Extract Code Snippets
Overview
Artemis can work with codebases of any size, from small projects to large enterprise applications. Extract a subset of your codebase to target Artemis on specific sections and manage the AI context effectively.
For smaller codebases, you can simply import and analyze the entire project. However, for larger codebases, you can use the filtering options to focus on specific areas of interest, such as:
- Particular modules or components
- Files matching certain patterns
- Code sections with specific characteristics
- Areas identified by performance profiling or 3rd party tools such as SonarQube or Coverity
This selective approach helps reduce processing time and resource usage, and focus on the most important or problematic areas.
Select files for extraction
In order to start the extraction, click on the Analyse
button on the right corner of your codebase entry in Projects
:
Clicking the Analyse
button will take you to a page where you can choose from multiple extraction methods:
- Auto-extract code - The traditional method of manually selecting files and filtering content
- Tool-based code extraction - Extract code identified by third-party tools (e.g., SonarQube, VTune) that have reported issues
- Pull request review - Extract only the code differences between two branches to simulate a PR review
- Contributor code identification - Extract code authored by specific contributors within a specified date range
Select the extraction method that best suits your needs. The following sections detail the steps for the auto-extract code method, which is done in two sequential steps:
-
File filtering - Select which files and folders to include in the analysis
-
Content filtering - Further refine the selected files by analyzing their contents
NOTE: Both filters are combined, meaning Artemis will only include files which pass both filters.

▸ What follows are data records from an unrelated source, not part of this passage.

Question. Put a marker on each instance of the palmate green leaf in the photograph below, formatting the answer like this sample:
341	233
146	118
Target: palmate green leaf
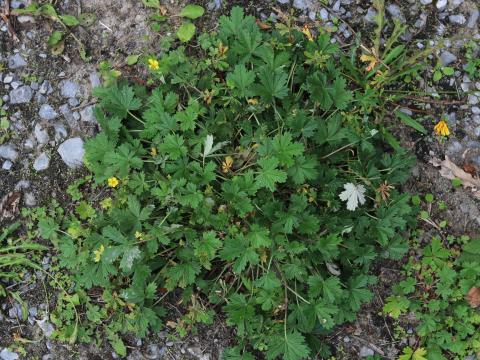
272	84
118	100
236	23
186	31
241	80
237	249
239	312
269	175
123	159
303	169
328	93
329	288
206	248
173	146
182	274
292	346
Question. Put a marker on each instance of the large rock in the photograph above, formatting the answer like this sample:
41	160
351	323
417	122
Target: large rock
21	95
8	152
16	61
72	152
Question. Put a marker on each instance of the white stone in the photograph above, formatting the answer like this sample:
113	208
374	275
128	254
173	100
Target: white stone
72	152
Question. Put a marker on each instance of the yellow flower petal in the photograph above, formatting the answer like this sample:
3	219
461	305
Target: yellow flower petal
227	164
442	128
153	64
98	253
113	181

Step 1: File Filtering: Select the code files you would like to analyse
Under File Filtering
, you can choose code files to include or exclude. This can be done either by selecting the files / folders manually, or automatically matching with glob patterns.
Option 1: File filtering via File Explorer (manual selection).
Option 2: File filtering via Glob pattern (automatic selection). Alternatively, you can select or exclude a set of code files by their file title, using Glob patterns.
Language | File Extensions |
---|---|
C++ | .cpp, .c, .h, .hpp, .cc, .hh, .cxx, .hxx, .c++, .h++, .cu, .cuh |
C | .c, .h |
Java | .java |
Python | .py |
Fortran | .f, .for, .f90, .f95, .f03, .f08, .F, .F90 |
JavaScript | .js, .jsx |
TypeScript | .ts, .tsx |
Ruby | .rb |
PHP | .php |
C# | .cs |
Go | .go |
Swift | .swift |
Kotlin | .kt, .kts |
Scala | .scala |
Rust | .rs |
Dart | .dart |
R | .r, .R |
Lua | .lua |
Perl | .pl, .pm |
SQL | .sql |
Q | .q |
COBOL | .cob, .cbl, .cpy |
OCaml | .ml |
Elixir | .ex |
Text | .txt, .md, .html, .css, .scss, .vue, .xml, .json, .yaml, .yml, .ini, .log, .conf, .cfg, .tsv, .rst, .tex, .bat, .sh, .pl, .toml, .properties, .gradle, .maven, .cmd, .awk, .env, .helm, .tpl, .kubeconfig, .npmrc, .prettierrc, .eslintrc, .babelrc, .terraformrc, .tfvars, .tf, .editorconfig, .gitignore, .gitconfig, .zshrc, .bashrc, .profile, .flake8, .pylintrc, .coveragerc, .drl, .m, .jl, .vba, .bas, .cls, .frm |
Unsupported | .csv |
Step 2: Content Filtering: Filter files by content and split big files
Under Content Filtering
, you can further filter which files to include based on code languages.
You can further split big code files by class or function, where each part (function or class) will be extracted into its own code snippet. The options available are to extract by: (1) Function
, (2) Class
, or (3) File
, where you can choose the entire code file.
Click on the arrow button below Expand for content filters
for further content filtering options.
Content Filtering: Further filtering options
Here is an overview of the further content filtering options:
Further content filtering can be done via one of regular expressions, size, or treesitter structure.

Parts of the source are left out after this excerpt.